The Lady Vanishes has it all. Like most Hitchcock films (especially the 30s ones), Lady finds the right balance between holiday hijinx, screwball romance, international espionage, and all-out action.
Lady starts at an inn, in a small and forgettable town in the middle of Europe. The inn is overcrowded due to a train being delayed there by inclement weather. One could be forgiven for assuming that this is a charming comedy as our cast of characters is introduced.
All is fun and games until we're shown a single startlingly shocking shot of a singer being strangled.
Nevertheless, the dominant pleasant tone more of less continues as the long-awaited train arrives in the morning. By this point we've identified our protagonist, the young and privileged Iris, who is returning home from one of a string of vacations. Her intent in returning home is to settle down in marriage with a young man as rich and spoiled and loveless as herself. We've also been introduced to the elderly Miss Froy, a kindly Governess on her way back to England after working abroad as a Governess for several years.
As everyone prepares to board the train, it's easy to forget about that brief image of murder that we've seen. That is, until a flower pot shoved out a window, intended for Froy(!), hits Iris on the head and nearly knocks her out.
Froy takes care of Iris on the train. After having tea together, the two return to their train car and Iris sleeps off the effects of her near-concussion. When she wakes up, Miss Froy is gone. Worse, the passengers in her car deny ever having seen her. Not a single passenger on the train will confirm that there was ever anyone matching Miss Froy's description on the train. Iris's panic and frustration is palpable now.
These feelings of disorientation and despair as the world is turned upside down are preoccupations of Hitchcock. Hitchcock is so excellent at detailing this modern anxiety, both visually and thematically. He does so without resorting to mopey introspection, but uses the tropes of the suspense genre to externalize emotion and display it relentlessly moving forward just as the train in Lady chugs along, in which stopping does not necessarily mean rest. Stopping the train (the momentum of the plot) is a means of highlighting decisive moments. As in the best Westerns, indeed as in the best movies, ACTIONS reveal character.

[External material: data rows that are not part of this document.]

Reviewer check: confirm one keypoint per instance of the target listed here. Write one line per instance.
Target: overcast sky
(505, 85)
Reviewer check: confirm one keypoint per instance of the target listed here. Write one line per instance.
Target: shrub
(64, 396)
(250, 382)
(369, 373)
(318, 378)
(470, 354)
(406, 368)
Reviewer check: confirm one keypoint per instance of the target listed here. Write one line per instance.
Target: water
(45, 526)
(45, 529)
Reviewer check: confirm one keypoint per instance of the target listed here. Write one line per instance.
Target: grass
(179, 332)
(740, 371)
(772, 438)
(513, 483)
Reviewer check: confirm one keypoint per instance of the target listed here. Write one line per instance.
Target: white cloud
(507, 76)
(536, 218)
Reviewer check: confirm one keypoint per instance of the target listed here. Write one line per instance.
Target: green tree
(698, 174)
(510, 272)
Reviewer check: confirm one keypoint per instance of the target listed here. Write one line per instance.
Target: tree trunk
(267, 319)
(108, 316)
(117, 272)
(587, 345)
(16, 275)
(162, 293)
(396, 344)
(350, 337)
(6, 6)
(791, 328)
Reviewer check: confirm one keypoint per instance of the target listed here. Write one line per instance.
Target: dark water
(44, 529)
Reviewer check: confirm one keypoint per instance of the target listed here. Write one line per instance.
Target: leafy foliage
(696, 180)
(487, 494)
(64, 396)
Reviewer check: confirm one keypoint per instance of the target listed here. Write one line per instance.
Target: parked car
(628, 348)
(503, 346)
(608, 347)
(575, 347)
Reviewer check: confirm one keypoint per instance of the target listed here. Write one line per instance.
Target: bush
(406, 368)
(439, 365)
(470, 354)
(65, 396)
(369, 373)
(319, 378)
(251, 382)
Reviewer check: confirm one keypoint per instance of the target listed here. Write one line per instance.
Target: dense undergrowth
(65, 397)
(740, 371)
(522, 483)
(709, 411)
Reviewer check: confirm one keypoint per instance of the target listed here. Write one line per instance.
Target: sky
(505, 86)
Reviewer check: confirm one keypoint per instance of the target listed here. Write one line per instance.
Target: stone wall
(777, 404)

Lady Vanishes is never preachy, but it is indubitably morally instructive. Heroism and sacrifice are quietly lauded in a reserved and peculiarly English sort of way.
And the ending? I suppose it's a bit of a spoiler to mention it. The ending is delightful. There is something so satisfyingly right about it that my heart wells up with syrupy sweetness, knowing down deep that everything is and shall be good and right in the world.